Las editoriales que sobreviven —y prosperan— están construyendo respuestas nuevas. No mejores versiones de lo anterior. Cosas distintas.
Algunas se convirtieron en arquitectas de comunidades. No deciden qué publicar basándose en intuición de comités, sino en identificar demanda verificable de colectivos reales y responder con agilidad. Spotify no produce música, pero su ecosistema descubre artistas y conecta creadores con audiencias a escala imposible para sellos tradicionales. Editoriales que operan con lógica similar están creciendo mientras las tradicionales se contraen.
Otras se especializaron en servicios profesionales desagregados. Clube de Autores, los microemprendimientos argentinos, las plataformas asiáticas no reemplazan el trabajo editorial. Lo profesionalizan y lo ofrecen a la carta: corrección, diseño, comercialización. El autor elige qué necesita y paga solo por eso, en lugar de firmar contratos donde todo viene empaquetado a cambio de ceder el noventa por ciento de los ingresos.
Algunas entendieron que el contenido dejó de ser objeto para convertirse en dato estructurado que puede materializarse en formatos múltiples según demanda: impreso cuando alguien lo pide, digital cuando otro lo prefiere, audio para quien lo escucha, serie animada si una comunidad lo demanda masivamente. La editorial orquesta esa materialización flexible en lugar de producir un único formato especulativamente.
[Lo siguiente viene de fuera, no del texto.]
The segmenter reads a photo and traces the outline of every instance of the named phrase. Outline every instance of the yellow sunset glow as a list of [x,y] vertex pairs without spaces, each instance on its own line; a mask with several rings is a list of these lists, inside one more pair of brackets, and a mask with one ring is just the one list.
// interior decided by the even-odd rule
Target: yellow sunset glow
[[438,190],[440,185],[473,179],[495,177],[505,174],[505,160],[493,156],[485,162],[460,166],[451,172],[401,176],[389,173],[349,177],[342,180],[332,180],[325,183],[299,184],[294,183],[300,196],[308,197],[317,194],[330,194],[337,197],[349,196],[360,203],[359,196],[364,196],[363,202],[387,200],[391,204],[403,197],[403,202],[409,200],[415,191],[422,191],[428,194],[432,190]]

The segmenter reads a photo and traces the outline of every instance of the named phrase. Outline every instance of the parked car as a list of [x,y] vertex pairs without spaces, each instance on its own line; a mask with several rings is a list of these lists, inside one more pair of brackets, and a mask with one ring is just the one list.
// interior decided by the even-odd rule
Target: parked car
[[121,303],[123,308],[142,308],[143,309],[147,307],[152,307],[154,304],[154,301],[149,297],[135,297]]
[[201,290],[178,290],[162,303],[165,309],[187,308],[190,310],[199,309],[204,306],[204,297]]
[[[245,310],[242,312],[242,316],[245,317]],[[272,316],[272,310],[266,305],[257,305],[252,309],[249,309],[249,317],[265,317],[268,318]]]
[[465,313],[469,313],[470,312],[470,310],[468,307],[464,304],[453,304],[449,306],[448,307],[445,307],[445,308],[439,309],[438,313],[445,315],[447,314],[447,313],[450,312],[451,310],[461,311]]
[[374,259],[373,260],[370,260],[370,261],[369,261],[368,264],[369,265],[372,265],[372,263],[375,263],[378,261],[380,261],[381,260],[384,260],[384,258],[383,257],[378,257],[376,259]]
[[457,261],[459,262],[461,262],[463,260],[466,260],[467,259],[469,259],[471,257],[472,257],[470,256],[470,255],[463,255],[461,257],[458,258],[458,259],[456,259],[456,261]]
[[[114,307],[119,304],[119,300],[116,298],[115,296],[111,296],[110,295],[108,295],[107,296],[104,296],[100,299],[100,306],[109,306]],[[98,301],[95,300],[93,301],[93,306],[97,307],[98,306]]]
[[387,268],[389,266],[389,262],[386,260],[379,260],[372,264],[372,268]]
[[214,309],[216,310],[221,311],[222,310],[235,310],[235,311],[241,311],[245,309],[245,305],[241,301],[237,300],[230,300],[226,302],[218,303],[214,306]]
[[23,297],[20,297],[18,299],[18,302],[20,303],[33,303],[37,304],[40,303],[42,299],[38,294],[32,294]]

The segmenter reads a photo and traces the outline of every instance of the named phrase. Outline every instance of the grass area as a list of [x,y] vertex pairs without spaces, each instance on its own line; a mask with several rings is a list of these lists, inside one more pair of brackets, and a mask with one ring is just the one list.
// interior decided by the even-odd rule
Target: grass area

Las que colapsan son aquellas que siguen respondiendo “¿para qué sirve una editorial?” con la respuesta de 1995: para fiscalizar la calidad de los libros y proporcionar un marco de prestigio tanto a la obra como al autor. Pero lo cierto es que —disculpe la insistencia— el prestigio no paga las enormes facturas que la cadena de producción offset genera por cada tirada.
El Global 50 de 2025 certifica la muerte de esa respuesta. No fue culpa de Amazon. Ni de una supuesta “crisis de lectura” —que los datos desmienten—. Ni de TikTok. Fue por insistir en que el tamaño, el prestigio acumulado y la tradición secular podían garantizar la continuidad de un modelo de negocio que ignora el profundo cambio de era en el que nos encontramos.
Lo que muere y lo que nace
Los guardianes de la imprenta están perdiendo una guerra que malinterpretaron desde el principio. Creyeron que luchaban contra competidores: Amazon, plataformas digitales, autopublicación. En realidad luchaban contra algo mucho más implacable: la lógica de un mercado que acabó con las apuestas en producción especulativa cuando existen alternativas que solo materializan contenido ante demanda verificada.
El informe que nos ocupa está llamando la atención sobre esto: los modelos de edición reactiva se están imponiendo y aplastando al modelo offset. Son ecosistemas donde autores y lectores se conectan con menor mediación, donde el contenido se materializa solo cuando alguien lo demanda, donde comunidades validan calidad sin esperar el imprimátur de instituciones tradicionales, donde publicar dejó de significar “imprimir” para significar “dar acceso”.
Algunas editoriales tradicionales están migrando hacia esos ecosistemas. Otras se resisten, convencidas de que su prestigio, su tamaño, su catálogo histórico las inmuniza contra las leyes del mercado.
El Global 50 documenta quiénes tienen razón. Los números no mienten. Ni los algoritmos.


Otro gran artículo de Raúl Alonso sobre el mundo editorial : un análisis claro, serio, denso, lleno de datos. Un oasis de información en el desierto de la prensa cultural española.
Gracias al autor por tan minucioso artículo. Verdades como puños para sacudir el anquilosado negocio editorial.
Muy buen artículo, muchas gracias! En México se han hecho más ferias del libro, en su mayoría “remates” y editoriales como Penguin dominan el espacio en librerías. En lo personal yo compro el equivalente a 50 euros en mi librería de confianza y tengo kindle unlimited así que leo otros 4 o 5 libros al mes de los títulos que hay allí.